Responsible AI — Safety, Guardrails, and Evaluation
- Safety filters (input side) vs. guardrails (output side)
- Safety filters inspect and block harmful prompts BEFORE they reach the model; guardrails constrain and validate model outputs AFTER generation — they operate on opposite sides of the model.
- Content moderation configuration scope
- Safety filters are configured at the Azure OpenAI resource level, not at the individual prompt level — a single resource can have multiple deployments each with different content filtering policies.
- Foundry evaluators: fabrication, relevance, quality, safety
- Run evaluators on RAG outputs to measure hallucination rate (fabrication), whether the response addresses the query (relevance), overall quality, and safety compliance.
- Fabrication detection vs. guardrails
- Fabrication detection (hallucination checking) is an evaluation step that measures quality after generation; guardrails are constraints that actively filter or modify outputs — they serve different purposes.
- Trace logging and provenance metadata
- Capture full execution traces (inputs, outputs, tool calls, latencies) and provenance metadata (which documents grounded each response) for auditability and debugging.
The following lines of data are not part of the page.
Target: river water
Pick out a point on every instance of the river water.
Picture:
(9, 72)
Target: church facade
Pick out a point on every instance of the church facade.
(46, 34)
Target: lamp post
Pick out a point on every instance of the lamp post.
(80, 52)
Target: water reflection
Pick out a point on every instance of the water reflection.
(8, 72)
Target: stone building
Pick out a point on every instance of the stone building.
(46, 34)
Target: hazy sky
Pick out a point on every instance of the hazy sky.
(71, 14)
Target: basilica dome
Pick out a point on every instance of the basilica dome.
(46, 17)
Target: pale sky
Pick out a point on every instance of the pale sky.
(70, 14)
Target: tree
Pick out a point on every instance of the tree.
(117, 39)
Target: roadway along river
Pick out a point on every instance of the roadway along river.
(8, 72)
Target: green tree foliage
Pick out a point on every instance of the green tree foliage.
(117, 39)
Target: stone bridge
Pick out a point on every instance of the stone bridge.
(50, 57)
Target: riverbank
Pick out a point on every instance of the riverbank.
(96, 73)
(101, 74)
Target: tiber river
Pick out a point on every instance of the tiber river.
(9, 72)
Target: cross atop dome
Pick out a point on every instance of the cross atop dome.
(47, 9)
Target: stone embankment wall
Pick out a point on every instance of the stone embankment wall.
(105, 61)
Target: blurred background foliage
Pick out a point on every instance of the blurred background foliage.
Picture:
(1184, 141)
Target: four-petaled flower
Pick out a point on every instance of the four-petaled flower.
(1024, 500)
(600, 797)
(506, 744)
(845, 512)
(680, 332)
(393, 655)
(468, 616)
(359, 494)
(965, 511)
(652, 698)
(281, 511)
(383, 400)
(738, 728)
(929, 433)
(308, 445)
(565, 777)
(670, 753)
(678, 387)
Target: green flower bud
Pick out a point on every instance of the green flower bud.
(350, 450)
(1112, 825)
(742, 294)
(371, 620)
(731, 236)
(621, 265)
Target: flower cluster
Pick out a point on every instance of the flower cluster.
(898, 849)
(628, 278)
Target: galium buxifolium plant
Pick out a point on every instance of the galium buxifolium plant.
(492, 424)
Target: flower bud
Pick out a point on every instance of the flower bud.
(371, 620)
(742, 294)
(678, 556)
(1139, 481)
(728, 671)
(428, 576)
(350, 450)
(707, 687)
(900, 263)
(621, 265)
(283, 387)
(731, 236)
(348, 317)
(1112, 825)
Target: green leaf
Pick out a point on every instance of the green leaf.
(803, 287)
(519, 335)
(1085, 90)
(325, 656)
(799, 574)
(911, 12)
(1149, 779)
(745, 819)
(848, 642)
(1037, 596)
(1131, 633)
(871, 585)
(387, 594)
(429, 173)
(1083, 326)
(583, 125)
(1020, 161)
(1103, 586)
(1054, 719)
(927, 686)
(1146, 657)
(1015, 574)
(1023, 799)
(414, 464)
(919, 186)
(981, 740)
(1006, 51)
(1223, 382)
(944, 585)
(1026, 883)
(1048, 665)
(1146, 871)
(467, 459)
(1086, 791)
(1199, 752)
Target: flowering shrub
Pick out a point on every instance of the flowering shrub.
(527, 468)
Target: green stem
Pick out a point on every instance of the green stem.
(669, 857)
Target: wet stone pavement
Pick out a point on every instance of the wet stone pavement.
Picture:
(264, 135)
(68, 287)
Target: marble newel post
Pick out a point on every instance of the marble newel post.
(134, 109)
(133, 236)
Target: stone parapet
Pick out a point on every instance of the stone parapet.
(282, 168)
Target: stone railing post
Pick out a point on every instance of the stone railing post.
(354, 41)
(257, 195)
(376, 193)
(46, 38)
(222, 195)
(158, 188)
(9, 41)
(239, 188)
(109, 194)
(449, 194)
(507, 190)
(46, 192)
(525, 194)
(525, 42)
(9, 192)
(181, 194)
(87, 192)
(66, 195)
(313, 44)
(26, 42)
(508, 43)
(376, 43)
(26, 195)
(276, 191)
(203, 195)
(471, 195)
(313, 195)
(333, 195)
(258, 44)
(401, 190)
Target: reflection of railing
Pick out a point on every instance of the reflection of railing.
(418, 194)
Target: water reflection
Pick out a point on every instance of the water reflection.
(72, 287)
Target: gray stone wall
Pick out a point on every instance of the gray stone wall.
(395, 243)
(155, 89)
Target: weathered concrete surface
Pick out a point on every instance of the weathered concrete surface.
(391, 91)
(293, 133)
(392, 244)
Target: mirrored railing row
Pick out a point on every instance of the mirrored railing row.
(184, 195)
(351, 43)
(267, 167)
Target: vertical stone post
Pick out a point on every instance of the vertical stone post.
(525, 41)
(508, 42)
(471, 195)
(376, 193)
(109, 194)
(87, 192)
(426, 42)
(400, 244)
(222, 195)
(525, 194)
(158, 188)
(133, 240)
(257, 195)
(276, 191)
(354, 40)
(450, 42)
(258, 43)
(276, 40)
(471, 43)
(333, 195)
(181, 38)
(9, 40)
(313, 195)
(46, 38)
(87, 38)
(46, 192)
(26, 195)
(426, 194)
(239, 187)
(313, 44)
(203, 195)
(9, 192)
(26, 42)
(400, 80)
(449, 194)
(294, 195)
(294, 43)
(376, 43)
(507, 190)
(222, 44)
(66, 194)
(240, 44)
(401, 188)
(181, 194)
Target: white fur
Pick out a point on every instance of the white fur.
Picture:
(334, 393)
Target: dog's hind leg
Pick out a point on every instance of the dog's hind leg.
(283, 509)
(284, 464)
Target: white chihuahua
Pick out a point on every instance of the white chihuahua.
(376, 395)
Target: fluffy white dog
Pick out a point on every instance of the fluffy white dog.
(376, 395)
- Agent governance: oversight modes and tool-access controls
- Configure agent oversight mode (autonomous vs. semi-autonomous), restrict which tools agents can access, and define behavioral constraints to limit the scope of autonomous actions.
- project_client.beta.red_teams.create(...)
- Run automated adversarial (red team) scans against your generative AI application to identify safety risks and policy violations before production deployment.
Plan and Manage — Security, Monitoring, and CI/CD
- RBAC roles for Foundry: Azure AI Developer, Cognitive Services User, Search Index Data Reader, Search Index Data Contributor
- Assign the minimum required RBAC role — never use owner/contributor for application identities; use Azure AI Developer for Foundry project access with managed identity.
- Private networking: private endpoints + VNet integration
- Isolate Azure OpenAI, AI Search, and Foundry resources behind private endpoints to prevent public internet access — required for enterprise security and compliance deployments.
- Foundry observability: tracing + token analytics + safety signals + latency breakdowns
- Configure all four observability dimensions in Foundry for complete visibility — monitoring only Azure OpenAI metrics misses agent behavior, search quality, and safety signals.
- Grounding quality monitoring vs. model performance monitoring
- Grounding quality measures whether retrieved documents are relevant to the query; model performance measures generation accuracy — these are distinct metrics requiring separate monitoring.
- Quota management: token quotas, rate limits, PTU scaling
- Manage TPM (tokens per minute) and RPM (requests per minute) quotas per deployment; use provisioned throughput (PTUs) for predictable workloads requiring guaranteed capacity.
- CI/CD integration with Foundry projects
- CI/CD pipelines must connect at the Foundry project level — not just the individual service — to orchestrate model version promotion, prompt updates, and agent deployment across environments.
- Model deployment options: serverless, managed compute, provisioned throughput
- Serverless: pay-per-token with shared capacity; Managed compute: dedicated container instances; Provisioned throughput: reserved PTU capacity for predictable high-volume workloads.
- Azure Key Vault for secret storage
- Store API keys and connection strings in Key Vault rather than in code or environment files — reference them via Key Vault references in app configuration, not by reading the secret value at deploy time.